I am currently trying to aggregate some subjects from openneuro with different dataset properties, for example by age, scan type, fieldmaps etc…
After cloning openneuro: datalad install ///openneuro
I search for specific filters (for example male 40yo) with: datalad -c datalad.search.index-egrep-documenttype=all search bids.subject.age:40 bids.subject.sex:male
How can I list all the values that exists for a given field? For example to list all manufacturers on openneuro, that could look like: datalad list bids.Manufacturer
How to check if some files exists for all the sub-datasets? For example to check for different fieldmaps (phase difference map): datalad exists *_magnitude1.json
Thank you for showing interest in datalad search. FWIW – as there is ongoing work on refactoring metadata storage etc, and there numerous issues with openneuro datasets complicating streamlinging this process, I have stopped extracting/aggregating metadata for openneuro (openneuro itself doesn’t do that, so it was up to us – datalad – to do that). Now that I see that there is interest, I will try to find time to re-introduced extraction of metadata. Hopefully within a week or two. Meanwhile, metadata will not be complete. Back to the specific questions
How can I list all the values that exists for a given field?

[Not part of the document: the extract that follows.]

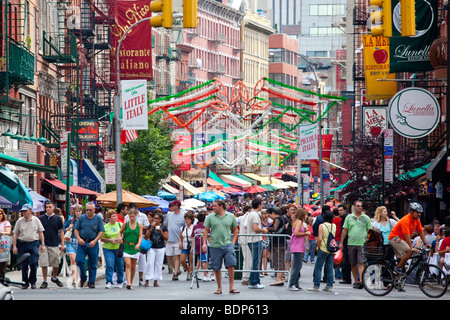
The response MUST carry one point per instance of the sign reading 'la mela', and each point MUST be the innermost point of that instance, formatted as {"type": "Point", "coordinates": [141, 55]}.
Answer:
{"type": "Point", "coordinates": [414, 112]}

$> datalad search --show-keys full 'bids.Manufacturer$'
bids.Manufacturer
in 128 datasets
has 20 unique values: 'ANT'; 'Agilent'; 'Biosemi'; 'Brain Vision'; 'Bruker BioSpin MRI GmbH'; 'Bruker'; 'CTF'; 'Elekta/Neuromag'; 'GE 3 Tesla MR750'; 'GE MEDICAL SYSTEMS'; 'GE'; 'General Electrics'; 'Neurofile NT'; 'Philips Medical Systems'; 'Philips'; 'SIEMENS '; 'SIEMENS'; 'Siemens'; 'g.tec'; 'gtec'
How to check if some files exists for all the sub-datasets?
that probably not possible ATM with a single command/efficiently. I would have probably done datalad -c datalad.search.index-egrep-documenttype=all search 'path:.*_magnitude1\.json' and then post-processed list to identify which datasets have that file (and thus be able to tell which don’t). FTR: within extracted metadata there are no hits for such files ATM :-/ The " issue we have “on file” exactly for such a feature is a way to limit search output with a single (or specified # of) hit per dataset · Issue #2935 · datalad/datalad · GitHub . May be I would eventually get back to “postponed” https://github.com/datalad/datalad/pull/3948 some time soon and include it while at it (since seems to be a “common” use-case)
Meanwhile you could just install all subdatasets and do smth like
$> for ds in *; do find $ds -iname *_magnitude1.json | grep -q . || echo $ds; done
ds000001
ds000002
ds000003
ds000005
ds000006
ds000007
ds000008
ds000009
ds000011
ds000017
ds000030
...
which do not have any...
here are the ones which have some
Perhaps in addition to the approach Yarik nicely described - I catalog several metadata fields for all of our public datasets in this google sheet. This could help find datasets that match what you are looking for (e.g. ages, modalities)
@yarikoptic The commands that you showed will really help me, thank you for that. @franklin I will definitively check you google sheet, this is also really usefull for the community, thank you!